You'll have to follow the link to Harsanyi's essay to see all his graphs, but here's some of his argument:
Homicide rates, for example, have been falling to the point where in 2014 — the last year of FBI data offered — it was at 4.5 per 100,000 people, which is the lowest rate recorded since 1963, when it was at 4.6 per 100,000 people. We know there was a slight uptick in violent crime in 2015, probably making it the second lowest year for homicides in the past 50.

Put it this way: In 1990, in New York City there were 2,245 homicides. In 2015, there were 355. In 1992, Los Angeles County had a record high of 2,589 homicides. There were 655 over the last 12 months. In 1992, Chicago saw 943 murders, or a rate of 34 murders per 100,000 citizens. Although it still owns a far higher murder rate than most major cities, in 2014 there were 432 murders and in 2015 488. Last year, Dallas saw a spike in murders, yet the 10.7 homicides per 100,000 residents was the city’s fourth-lowest total since police started keeping track in 1930. In Denver 95 people were murdered in 1992, 34 in 2014, and 50 (a nine-year high) in 2015.
The graph Harsanyi uses in his essay to illustrate this is remarkable in how vividly it represents this drop. He goes on to talk about gun violence:
After the Dallas shooting of five officers, President Obama, as he always does, talked about more gun control. “We must take a hard look at the ease with which wrongdoers can get their hands on deadly weapons and the frequency with which they use them,” Attorney General Loretta Lynch insisted.

So it’s worth mentioning that this drop in violence has coincided with a spike in the number of guns Americans have purchased. We are told that the availability of guns (not the amount of people who buy them, but the guns themselves) is the problem because they are bought in places with relaxed laws and sold to criminals and terrorists in places with stricter gun control laws.
The graph showing this data is so stunning that I want to share it:

Harsanyi writes:
Despite this reality, according to a 2013 Pew poll, 56 percent of Americans believe gun crimes have risen compared to 20 years ago. This even though overall gun death rates have declined — and let’s include homicides and suicides (most gun deaths are suicide) — by 31 percent over that period.
His next claim, perhaps, may also seem counterintuitive to a lot of African-Americans, particularly young men, so many of whom believe that they're less safe now than ever:
The recent deaths of a number of African Americans at cops’ hands is also highly troubling, but .... [w]hile that debate rages, it’s important to note that African Americans are not only safer today than they were 20 years ago (and certainly 50 years ago), they have benefited tremendously from lower crime rates. Over the last 20 years, crime among African-American youth has fallen by 47 percent.
So why do we have the sense that things are much worse than Harsanyi's data warrant? Perhaps one reason is that the liberal media, eager to confirm the narrative that the U.S. is a violent, racist country, hypes any violence that's gun-related or race-related, feeding it to us 24/7 on cable and creating the impression that things are much more dire than they really are. Perhaps, too, social media reinforces the narrative by showing us actual episodes of violence that we'd never have seen and never have been more than vaguely aware of a few years ago. Finally, there are too many politicians who wish to exploit the occurrence of violent crimes to push their political agendas and who distort and misrepresent statistics in ways that mislead and misinform the public.

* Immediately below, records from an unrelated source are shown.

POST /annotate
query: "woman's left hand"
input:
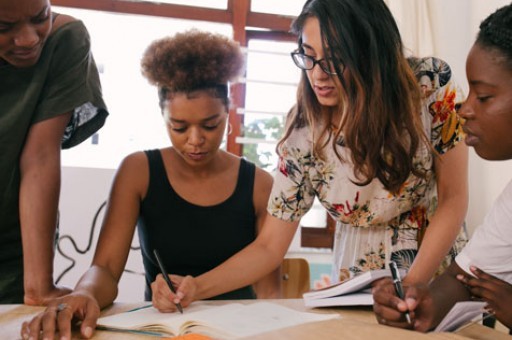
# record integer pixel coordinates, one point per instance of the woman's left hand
(497, 293)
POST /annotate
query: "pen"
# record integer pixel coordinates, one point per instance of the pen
(166, 278)
(398, 285)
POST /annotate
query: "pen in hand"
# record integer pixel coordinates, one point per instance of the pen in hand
(166, 278)
(397, 281)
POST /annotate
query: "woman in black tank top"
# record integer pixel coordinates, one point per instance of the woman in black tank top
(193, 202)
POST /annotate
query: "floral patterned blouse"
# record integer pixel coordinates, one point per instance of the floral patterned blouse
(373, 225)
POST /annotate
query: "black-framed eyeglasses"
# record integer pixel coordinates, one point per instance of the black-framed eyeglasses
(307, 62)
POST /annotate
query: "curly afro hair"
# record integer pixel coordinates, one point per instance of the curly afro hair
(192, 60)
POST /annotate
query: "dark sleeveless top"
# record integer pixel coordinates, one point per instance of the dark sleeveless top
(191, 239)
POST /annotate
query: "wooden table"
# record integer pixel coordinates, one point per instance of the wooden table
(356, 323)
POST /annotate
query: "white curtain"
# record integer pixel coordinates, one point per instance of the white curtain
(414, 19)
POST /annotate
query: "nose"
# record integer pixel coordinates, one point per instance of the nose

It's important that when an incident first occurs we remind ourselves that there's almost certainly more to it than what we see on a video and that it's irresponsible to draw conclusions about the incident until we have a reasonable grasp of the relevant facts. It's crucial that we strive to assess these incidents critically, objectively, and fairly, basing our judgments upon the facts and not upon our prejudices.

When we fail in this basic moral and intellectual duty and allow our emotions to rule our judgment, the initial tragedy is often compounded by even more tragedy as we've seen in Ferguson, Baltimore, and too many other cities.